Та лежала всё так же в траве, бледная, слабая, с закрытыми глазами. Дыхание её было поверхностным, едва заметным, и на миг Маше стало страшно — успела ли? Вовремя ли перехватила нить, вернула ли всю силу до конца?
Она опустилась на колени рядом, бережно приподняла голову Кати, откинула спутанные волосы с лица, прислонила к себе. Потом, одной рукой поддерживая, другой достала флягу с живой водой. Отвинтила крышку, поднесла к губам Кати.
— Пей, — сказала тихо, но властно. — Три глотка, не больше, только три, больше нельзя, не выдержит сердце.
Катя, даже не открывая глаз, послушно глотнула: раз, другой, третий. Живая вода пошла по телу, разливаясь теплом, возвращая силу, заставляя бледные щёки розоветь, а слабые руки сжиматься в кулаки.
После третьего глотка Катя открыла глаза: в них больше не было той мути, той странной отрешённости, что мучила её последние недели. Они смотрели ясно, светло, с удивлением и благодарностью.

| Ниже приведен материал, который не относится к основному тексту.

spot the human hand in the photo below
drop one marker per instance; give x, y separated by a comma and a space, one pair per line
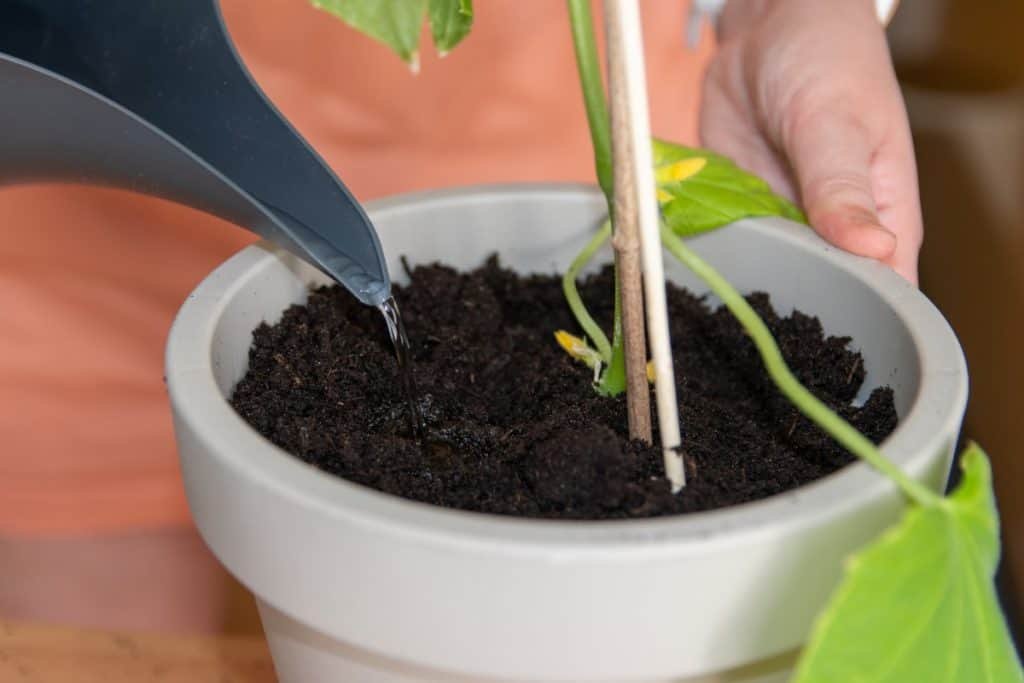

— Маша... — прошептала она, пытаясь сесть. — Что со мной было?
— Потом, — мягко, но твёрдо сказала Маша, помогая ей подняться. — Всё потом. Сейчас главное то, что ты жива. И...
Она помолчала, прислушиваясь к тому, что чувствовала внутри Кати, и улыбнулась.
— И твоя девочка жива. Она сильная, выживет.
Катя прижала руки к животу, и глаза её наполнились слезами — светлыми, живыми слезами облегчения и радости.
— Спасибо тебе, — сказала она, и голос её дрожал, но уже не от слабости, а от переполнявшего её чувства. — Спасибо тебе, маленькая Берегиня.
Маша покачала головой, помогая Кате встать на ноги, поддерживая за локоть.
— Катюша, — сказала она, глядя прямо в глаза, — никому не рассказывай о том, что здесь было: ни про Ксению, ни про воду, ни про то, что видела. Поняла?
Катя кивнула, не задавая лишних вопросов. В ней проснулось то, что она сама была лекаркой, многое знала, многое умела и понимала: есть вещи, о которых не говорят вслух.
— Конечно, — ответила она. — Даже маме?
— Даже маме, — подтвердила Маша.
Они переглянулись, и в этом взгляде было больше, чем слова. Договор, скреплённый лесом, водой и той древней силой, что жила в Маше, невысказанный, но нерушимый.
После того дня Катерина пошла на поправку, болезнь отступила, слабость ушла, и уже через седмицу она хлопотала по хозяйству, смеялась, смотрела на мужа такими глазами, что Михаил, здоровенный десятник, ходил за ней, как привязанный, и улыбался до ушей. Живая вода сделала своё дело, молодая женщина окрепла, расцвела, и с каждым днём всё явственнее чувствовала ту, что росла под её сердцем, девочка, будущая лекарка, сильная и светлая.
А Маша вернулась домой, поставила флягу с живой водой в свой угол, на самую верхнюю полку, прикрыла чистой холстиной и долго сидела у окна, глядя на лес, который чернел на горизонте, дышал, жил своей огромной, древней жизнью. В груди у неё было тихо и спокойно. Она знала: там, в лесу, её ждут. И время её ещё придёт, а пока — надо жить. Жить и беречь.